A-Sabre-tooth-catThere were three fantastic posts this week on my Linked-In feed with helpful, powerful insights.  One from TopRight Partners recapping a recent Masters of Marketing Conference mandating, among other things, better customer experiences (http://bit.ly/1jRcbxB), another from The Economist on the sloth-like nature of large corporations and the downward spiral they seem to be on (http://econ.st/1NAEs5b), and an interview with Louis Gerstner on how to turn around a large company and his experiences at IBM (http://bloom.bg/1k4yijE).

I highly recommend you click on all three.  All provided excellent food for thought and pointed out some very core truths.

  1. Process can be cancerous to growth.
  2. Disruption is critical in a cluttered world.
  3. Corporate structure and traditional methods are failing.

Sitting idly by and hoping once tried-and-true methods work again, when they’re clearly not working now, is a recipe for disaster and the market is proving that.  The examples cited were mostly in the consumer space as they tend to enjoy broader interest.  But the same clearly holds true for B2B.  Dana Anderson’s quote about her company (Mondelez International) being, “an 800-lb. gorilla living in a unicorn world” is very applicable.  Technology has seismically changed everything.  Buyers are younger and motivated differently.  Achieving short-term results in a long-term world is exceedingly difficult.

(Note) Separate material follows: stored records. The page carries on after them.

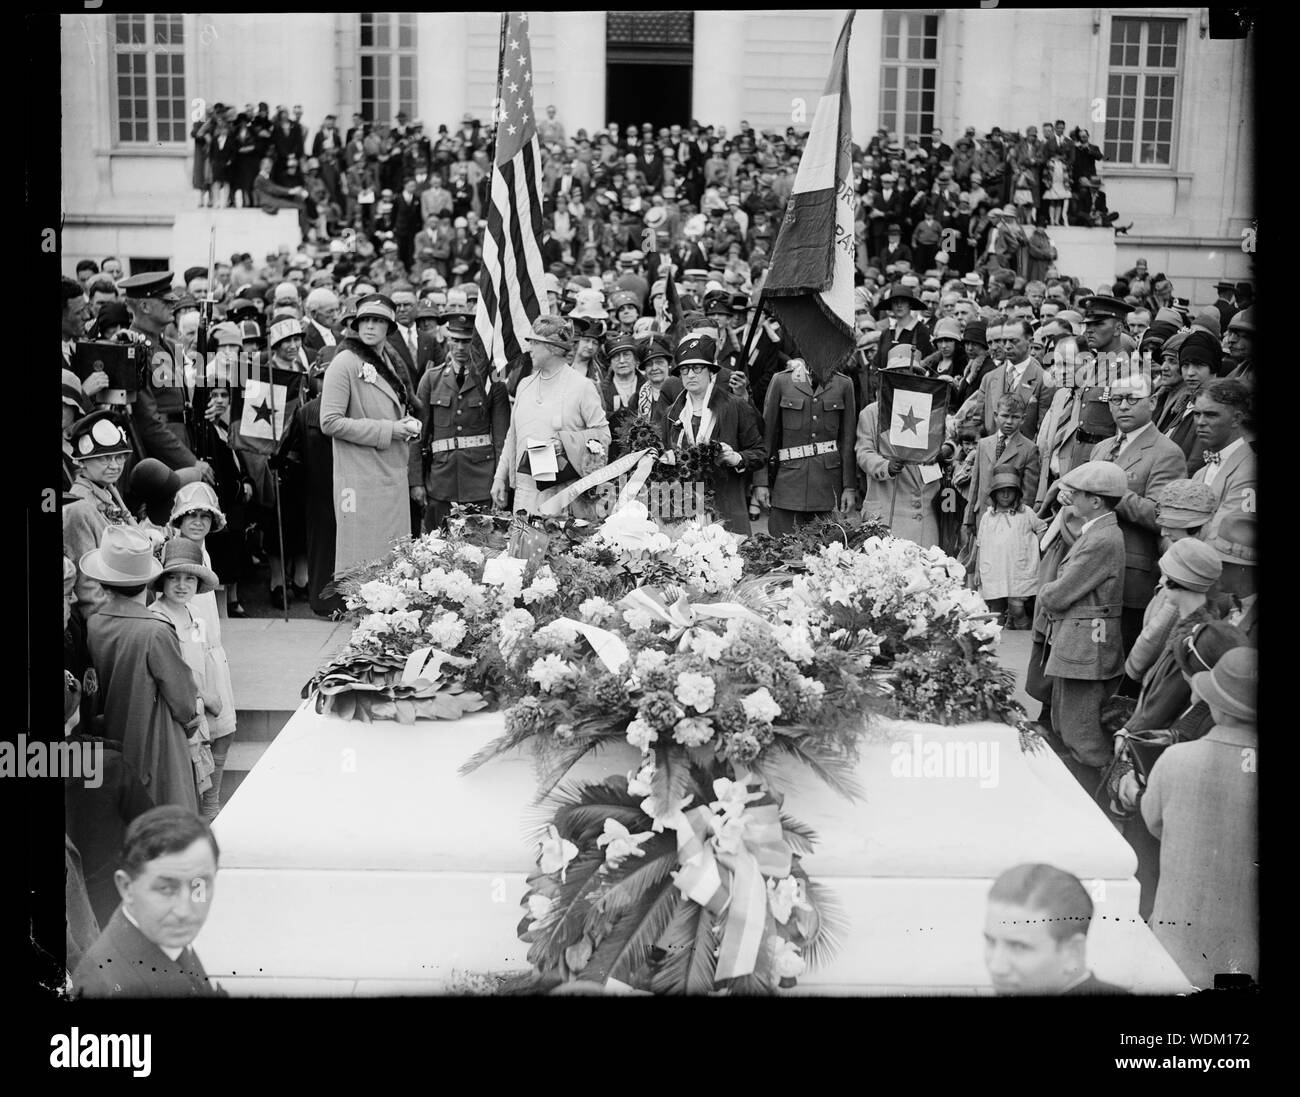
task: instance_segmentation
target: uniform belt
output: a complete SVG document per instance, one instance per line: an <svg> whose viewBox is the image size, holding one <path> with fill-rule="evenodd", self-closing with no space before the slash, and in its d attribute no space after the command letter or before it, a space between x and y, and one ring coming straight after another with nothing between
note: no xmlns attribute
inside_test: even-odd
<svg viewBox="0 0 1300 1097"><path fill-rule="evenodd" d="M790 446L788 449L778 450L776 459L778 461L797 461L800 457L816 457L823 453L835 453L840 448L837 441L830 442L810 442L806 446Z"/></svg>
<svg viewBox="0 0 1300 1097"><path fill-rule="evenodd" d="M1070 606L1069 609L1062 610L1060 613L1053 613L1050 616L1058 621L1071 619L1091 619L1093 617L1119 617L1123 612L1123 605L1119 602L1109 603L1100 606Z"/></svg>
<svg viewBox="0 0 1300 1097"><path fill-rule="evenodd" d="M435 438L429 443L430 453L442 453L449 449L470 449L473 446L490 446L492 435L470 434L464 438Z"/></svg>
<svg viewBox="0 0 1300 1097"><path fill-rule="evenodd" d="M183 411L164 411L162 417L169 423L185 422L185 413Z"/></svg>

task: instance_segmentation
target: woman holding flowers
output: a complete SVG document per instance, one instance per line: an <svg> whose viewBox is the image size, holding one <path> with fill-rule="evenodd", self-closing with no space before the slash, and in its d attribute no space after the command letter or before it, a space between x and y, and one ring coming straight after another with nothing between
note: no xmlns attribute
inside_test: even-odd
<svg viewBox="0 0 1300 1097"><path fill-rule="evenodd" d="M706 470L713 510L732 533L748 534L745 475L766 470L767 447L754 417L744 414L741 402L714 384L721 368L716 358L711 336L690 336L678 344L673 373L681 378L685 391L663 421L664 445L673 454L665 458L680 461L692 451L716 448L712 467Z"/></svg>

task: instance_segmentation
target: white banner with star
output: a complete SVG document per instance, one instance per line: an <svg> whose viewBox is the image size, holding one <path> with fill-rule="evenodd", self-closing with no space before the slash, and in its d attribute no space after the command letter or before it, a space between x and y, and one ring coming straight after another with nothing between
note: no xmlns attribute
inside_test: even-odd
<svg viewBox="0 0 1300 1097"><path fill-rule="evenodd" d="M878 448L882 457L929 464L943 445L951 386L938 377L886 370L880 375Z"/></svg>
<svg viewBox="0 0 1300 1097"><path fill-rule="evenodd" d="M278 442L284 436L284 405L289 390L284 385L249 379L244 383L244 414L239 421L242 438Z"/></svg>
<svg viewBox="0 0 1300 1097"><path fill-rule="evenodd" d="M925 445L930 432L930 409L934 400L928 392L894 392L889 440L896 446L916 449Z"/></svg>

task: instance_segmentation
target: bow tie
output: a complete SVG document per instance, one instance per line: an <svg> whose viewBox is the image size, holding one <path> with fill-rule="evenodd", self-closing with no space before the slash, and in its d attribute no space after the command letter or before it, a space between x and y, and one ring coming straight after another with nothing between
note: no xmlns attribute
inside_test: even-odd
<svg viewBox="0 0 1300 1097"><path fill-rule="evenodd" d="M1221 459L1219 451L1214 449L1207 449L1201 454L1201 457L1204 458L1207 465L1217 465Z"/></svg>

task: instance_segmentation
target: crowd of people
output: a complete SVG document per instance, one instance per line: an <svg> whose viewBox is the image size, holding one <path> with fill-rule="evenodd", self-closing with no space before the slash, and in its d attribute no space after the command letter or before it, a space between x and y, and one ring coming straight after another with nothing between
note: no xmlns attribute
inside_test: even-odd
<svg viewBox="0 0 1300 1097"><path fill-rule="evenodd" d="M1144 260L1091 286L1058 269L1054 203L1113 220L1085 131L855 146L857 342L823 376L760 292L803 137L570 139L548 108L546 314L494 369L474 339L490 129L327 118L305 158L301 111L265 106L213 108L195 183L257 204L248 141L271 185L319 172L327 197L290 203L297 248L63 280L69 728L116 744L121 802L219 809L241 585L338 614L395 538L457 504L537 513L639 425L664 460L709 455L732 530L860 512L960 555L1032 632L1037 722L1137 850L1144 916L1174 915L1157 936L1189 976L1253 970L1252 288L1198 307ZM105 344L138 352L136 382ZM947 386L927 464L882 452L882 379L909 377Z"/></svg>

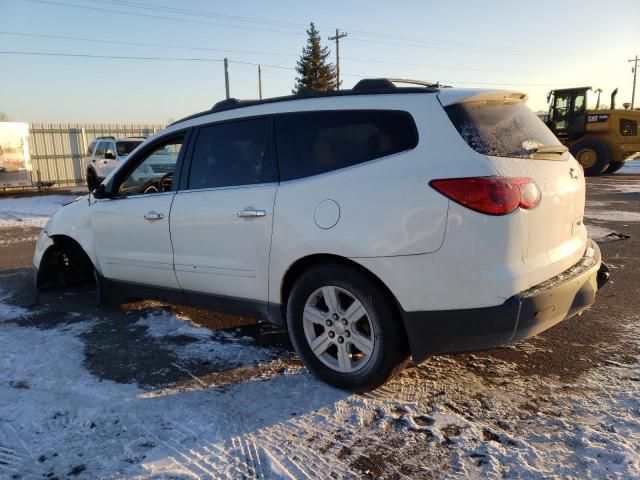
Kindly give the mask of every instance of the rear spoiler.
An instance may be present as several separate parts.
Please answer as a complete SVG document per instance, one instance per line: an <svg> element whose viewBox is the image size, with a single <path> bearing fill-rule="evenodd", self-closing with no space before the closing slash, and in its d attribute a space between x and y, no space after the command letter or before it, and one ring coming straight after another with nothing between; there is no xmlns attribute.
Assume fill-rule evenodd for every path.
<svg viewBox="0 0 640 480"><path fill-rule="evenodd" d="M447 89L438 92L438 99L443 107L456 103L498 101L508 103L526 102L529 96L523 92L512 90L484 90L475 88Z"/></svg>

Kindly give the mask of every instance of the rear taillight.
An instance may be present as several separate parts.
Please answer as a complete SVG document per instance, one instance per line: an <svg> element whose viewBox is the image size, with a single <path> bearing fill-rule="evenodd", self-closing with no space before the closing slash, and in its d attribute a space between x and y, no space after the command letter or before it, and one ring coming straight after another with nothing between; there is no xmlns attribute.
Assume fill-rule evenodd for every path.
<svg viewBox="0 0 640 480"><path fill-rule="evenodd" d="M434 189L476 212L506 215L540 203L540 189L526 177L473 177L431 180Z"/></svg>

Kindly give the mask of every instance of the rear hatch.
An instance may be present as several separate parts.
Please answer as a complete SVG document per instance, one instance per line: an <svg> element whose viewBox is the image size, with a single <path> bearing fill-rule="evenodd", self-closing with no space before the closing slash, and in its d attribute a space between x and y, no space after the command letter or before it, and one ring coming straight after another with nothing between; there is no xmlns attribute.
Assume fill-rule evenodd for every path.
<svg viewBox="0 0 640 480"><path fill-rule="evenodd" d="M485 92L440 99L449 119L476 152L504 177L528 177L539 204L520 209L522 260L536 285L574 265L586 248L585 181L579 164L525 105L526 95ZM448 100L448 101L447 101Z"/></svg>

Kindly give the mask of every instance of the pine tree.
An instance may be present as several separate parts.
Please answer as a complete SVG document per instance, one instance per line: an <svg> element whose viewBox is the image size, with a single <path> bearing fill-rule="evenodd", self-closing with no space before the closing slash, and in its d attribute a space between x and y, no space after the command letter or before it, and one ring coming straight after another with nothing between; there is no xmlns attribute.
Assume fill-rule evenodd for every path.
<svg viewBox="0 0 640 480"><path fill-rule="evenodd" d="M307 30L309 38L302 49L296 71L293 93L326 92L336 89L336 67L327 61L329 49L320 45L320 32L311 22Z"/></svg>

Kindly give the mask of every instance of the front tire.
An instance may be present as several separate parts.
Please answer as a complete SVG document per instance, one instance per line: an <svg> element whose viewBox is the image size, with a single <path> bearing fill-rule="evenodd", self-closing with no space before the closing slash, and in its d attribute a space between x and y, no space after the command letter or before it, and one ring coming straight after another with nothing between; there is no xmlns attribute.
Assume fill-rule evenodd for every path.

Optimizing your process only matters if you’ve isolated the optimal opportunity and determined the best way to get there.  And straying from that strategic path is never ideal and has its own risks.  To alleviate that fear of re-aligning toward a brighter future during lethargic times, simultaneously create new paths toward new opportunities as one of them will likely open up.  And once an opportunity crack opens up, plow through it with all your might like Louis Gerstner did with IBM.

The beast is not your company or your offering.  The beast is the market.  The slower and less agile you become, the easier the beast can consume you whole.

One Response to “Inactivity Bores the Beast”

  1. Andy,

    Great post.

    I agree with this 100% – “Optimizing your process only matters if you’ve isolated the optimal opportunity and determined the best way to get there.”

    Convergent Thinking process is far too common in large corporations. “Group consensus” determines the process to be optimized. (And the wrong questions are often asked to arrived at the process getting optimized.)

    The correct answer is always optimizing for the customer experience, and that means taking on a more Divergent Thinking/Design Thinking approach, requiring empathy.

    And unfortunately, empathy is not a quality that comes naturally to large corporations.

    Keep up the great thinking, Andy!